Turkeys take over Harvard Square traffic island, prime real estate amid top shopping and dining
There are fewer students hanging out in Harvard Square, but in their stead is a trio known on social media as Larry, Moe and Curley Joe – or as Dewey, Cheatem & Howe, or Tom Sr., Tom Jr. and Tom III: Three turkeys now at home for three weeks on the traffic island at Massachusetts Avenue and Harvard Street, across from the Hong Kong and Grafton Street eateries.
The trio looks to be two toms (mature males) and a perhaps very young jake (immature male) or hen. Toms are easy to tell by their size and majestic splay of tail feathers, as well as the telltale blue-white head coloring, turkey beard – the tuft of a hair jutting from the breast – and big red wattle dangling from the chin, which is both a display piece to attract mates and a sweat gland because turkeys, like dogs, don’t sweat.

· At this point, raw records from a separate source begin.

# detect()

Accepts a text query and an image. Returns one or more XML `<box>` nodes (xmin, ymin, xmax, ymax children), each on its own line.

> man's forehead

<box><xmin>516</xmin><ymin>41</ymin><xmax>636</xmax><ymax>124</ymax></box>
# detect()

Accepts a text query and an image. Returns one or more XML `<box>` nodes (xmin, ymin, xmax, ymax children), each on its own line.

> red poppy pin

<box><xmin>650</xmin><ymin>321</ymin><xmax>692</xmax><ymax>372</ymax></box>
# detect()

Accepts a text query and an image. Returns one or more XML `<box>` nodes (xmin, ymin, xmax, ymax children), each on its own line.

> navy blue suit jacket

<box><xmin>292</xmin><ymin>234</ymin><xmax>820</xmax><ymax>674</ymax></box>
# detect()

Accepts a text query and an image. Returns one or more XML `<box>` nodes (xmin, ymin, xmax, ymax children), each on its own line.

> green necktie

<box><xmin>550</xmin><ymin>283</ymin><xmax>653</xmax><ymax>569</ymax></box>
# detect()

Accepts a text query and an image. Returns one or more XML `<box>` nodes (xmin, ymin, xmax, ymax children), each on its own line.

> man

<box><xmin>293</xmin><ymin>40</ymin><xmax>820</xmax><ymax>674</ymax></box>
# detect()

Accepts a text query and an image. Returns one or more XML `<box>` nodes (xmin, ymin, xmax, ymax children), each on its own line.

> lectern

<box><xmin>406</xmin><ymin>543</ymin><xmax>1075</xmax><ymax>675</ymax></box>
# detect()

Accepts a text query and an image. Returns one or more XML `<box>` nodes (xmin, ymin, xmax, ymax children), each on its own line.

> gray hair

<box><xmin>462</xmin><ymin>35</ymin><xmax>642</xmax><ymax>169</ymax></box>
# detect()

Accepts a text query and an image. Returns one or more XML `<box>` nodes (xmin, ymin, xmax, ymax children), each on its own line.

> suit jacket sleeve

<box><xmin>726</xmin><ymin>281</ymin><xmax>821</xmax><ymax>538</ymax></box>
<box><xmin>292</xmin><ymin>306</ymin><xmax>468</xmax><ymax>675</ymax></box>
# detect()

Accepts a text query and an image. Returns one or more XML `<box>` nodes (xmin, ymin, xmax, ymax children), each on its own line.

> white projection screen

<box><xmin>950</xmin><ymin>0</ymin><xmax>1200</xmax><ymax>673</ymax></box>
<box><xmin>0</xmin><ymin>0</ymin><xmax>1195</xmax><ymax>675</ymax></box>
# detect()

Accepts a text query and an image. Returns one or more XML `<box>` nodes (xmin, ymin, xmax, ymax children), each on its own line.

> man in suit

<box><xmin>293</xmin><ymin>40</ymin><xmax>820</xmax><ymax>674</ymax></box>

The birds seem happy to just hang out on the 30-foot triangle, with the dominant male puffing to make a threatening display as he swaggers over to any gawker who gets too close to his mates. April is the middle of turkey mating season, and males can get aggressive. Last year in Somerville, a turkey known as Mayor Turkatone was euthanized after too many attacks on humans, called the fault of people who kept feeding him. The city and state Division of Fisheries and Wildlife implore residents not to, but also to not let them intimidate you – while staying aware that their claws are sharp and strong.
Besides digging in gardens and gobbling ghoulishly from roosts that are often overhead – they can fly but not very well – turkeys’ biggest impact on city dwellers is blocking traffic with their too-leisurely saunters across streets. Folks snapping pictures just add to the spectacle and delay. (Though one of those might be Brookline photographer Aynsley Floyd, who’s working on a “Turkey Town” documentary about the challenges of living with wild turkeys.)
Turkeys, seen as a symbol of old New England, were largely extinct here 50 years ago, when conservationists decided to capture some of the birds from upstate New York and rewild them here in the 1970s. The demise of small farms and deep eradication of apex predators (catamounts and wolves, coyotes and foxes – now making a comeback as well) helped their resurgence, with between between 30,000 and 35,000 estimated statewide; in recent years they’ve been all but ubiquitous, though neither Animal Control nor state wildlife experts would guess how many turkeys live in Cambridge.
“Anyone who says they know how many turkeys there are in any town in Massachusetts, let alone Cambridge, is selling you a story,” said biologist David Scarpitti, of MassWildlife. “The number is really not important. What is important is how the density and abundance of turkeys affects residents and their position relative to what we call ‘cultural carrying capacity.’ What this means is how many turkeys are people willing to deal with before it becomes a nuisance and undesirable.”